IBM is seeking to remake itself into cloud computing company. Yet unlike nearly all other cloud plays, IBM a dividend yield of 5.3% based at its recent stock price of $124. Barron’s made it a top stock for 2022 based on its turnaround potential.
Pinnacle West, the parent of Arizona Public Service, the state’s largest utility, is down about 10% in the past year, to around $69, trailing the 9% gain in the Utilities Select Sector SPDR exchange-traded (XLU) as a result of an unfavorable decision by regulators in an Arizona rate case. The stock yields almost 5%, one of the highest among regulated electric utilities.
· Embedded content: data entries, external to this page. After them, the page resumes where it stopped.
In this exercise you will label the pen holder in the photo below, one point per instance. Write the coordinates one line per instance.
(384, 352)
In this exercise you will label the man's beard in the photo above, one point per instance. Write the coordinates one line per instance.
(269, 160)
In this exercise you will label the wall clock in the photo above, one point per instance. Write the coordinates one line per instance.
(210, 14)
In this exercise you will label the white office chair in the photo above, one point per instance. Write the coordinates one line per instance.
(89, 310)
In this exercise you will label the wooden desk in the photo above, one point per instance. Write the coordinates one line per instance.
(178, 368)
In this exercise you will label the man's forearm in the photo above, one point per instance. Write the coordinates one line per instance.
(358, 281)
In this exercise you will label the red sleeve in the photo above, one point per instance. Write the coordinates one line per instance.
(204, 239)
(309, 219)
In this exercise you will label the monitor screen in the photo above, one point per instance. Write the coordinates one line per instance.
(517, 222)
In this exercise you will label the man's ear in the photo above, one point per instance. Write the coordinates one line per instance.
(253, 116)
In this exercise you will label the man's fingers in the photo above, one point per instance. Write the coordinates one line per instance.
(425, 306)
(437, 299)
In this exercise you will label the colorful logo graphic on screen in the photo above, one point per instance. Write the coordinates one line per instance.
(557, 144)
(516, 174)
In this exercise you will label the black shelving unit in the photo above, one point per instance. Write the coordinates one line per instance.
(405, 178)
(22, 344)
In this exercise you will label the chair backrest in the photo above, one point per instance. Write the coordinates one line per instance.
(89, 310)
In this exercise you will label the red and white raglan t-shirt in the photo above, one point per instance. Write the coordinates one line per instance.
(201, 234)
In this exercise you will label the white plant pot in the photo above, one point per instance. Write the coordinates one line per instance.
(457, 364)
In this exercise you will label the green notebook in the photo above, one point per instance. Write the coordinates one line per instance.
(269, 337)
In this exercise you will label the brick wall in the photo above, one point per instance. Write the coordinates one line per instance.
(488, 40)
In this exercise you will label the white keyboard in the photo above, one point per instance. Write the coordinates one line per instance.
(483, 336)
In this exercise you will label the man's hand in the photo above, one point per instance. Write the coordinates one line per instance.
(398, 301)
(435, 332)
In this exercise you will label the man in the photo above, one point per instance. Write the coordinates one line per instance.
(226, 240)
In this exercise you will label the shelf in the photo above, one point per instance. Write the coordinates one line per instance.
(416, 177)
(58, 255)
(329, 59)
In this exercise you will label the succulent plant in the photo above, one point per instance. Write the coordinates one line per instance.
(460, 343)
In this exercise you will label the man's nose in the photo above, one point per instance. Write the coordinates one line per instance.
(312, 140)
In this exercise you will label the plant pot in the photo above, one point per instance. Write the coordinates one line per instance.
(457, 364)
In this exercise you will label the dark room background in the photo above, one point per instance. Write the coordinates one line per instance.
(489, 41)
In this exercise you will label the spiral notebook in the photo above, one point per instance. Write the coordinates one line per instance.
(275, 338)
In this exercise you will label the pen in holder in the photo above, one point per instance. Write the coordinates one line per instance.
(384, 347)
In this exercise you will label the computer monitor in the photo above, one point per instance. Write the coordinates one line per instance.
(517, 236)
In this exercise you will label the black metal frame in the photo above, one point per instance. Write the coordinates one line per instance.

Because of the adverse rates case, earnings this year are expected to fall about 25%, to $3.90 a share. This will result in a high dividend payout ratio of about 90%. The company sees annual earnings growth of 5% to 7% off the 2022 base over the next five years and says it has a “dividend growth commitment.”
Gilead Sciences was an early pandemic winner, because its antiviral remdesivir was one of the few treatment options.
Its shares hit $85 in the first half of 2020, but have retreated to $61 as sales of the drug, now called Veklury, have dropped as other Covid treatments enter the market. The company is a leader in HIV drugs, but some of its treatments now face generic competition. Gilead, which is developing oncology drugs, trades cheaply for under 10 times projected 2022 earnings of $6.50 a share and yields 4.8%. The company recently boosted the payout by almost 3%.
Iron Mountain holds 720 million cubic feet of “hard copy records.” The company, structured as a real estate investment trust, argues that the business is durable, with boxes remaining in its facilities for 15 years on average. Its shares, at around $43, yield 5.7%.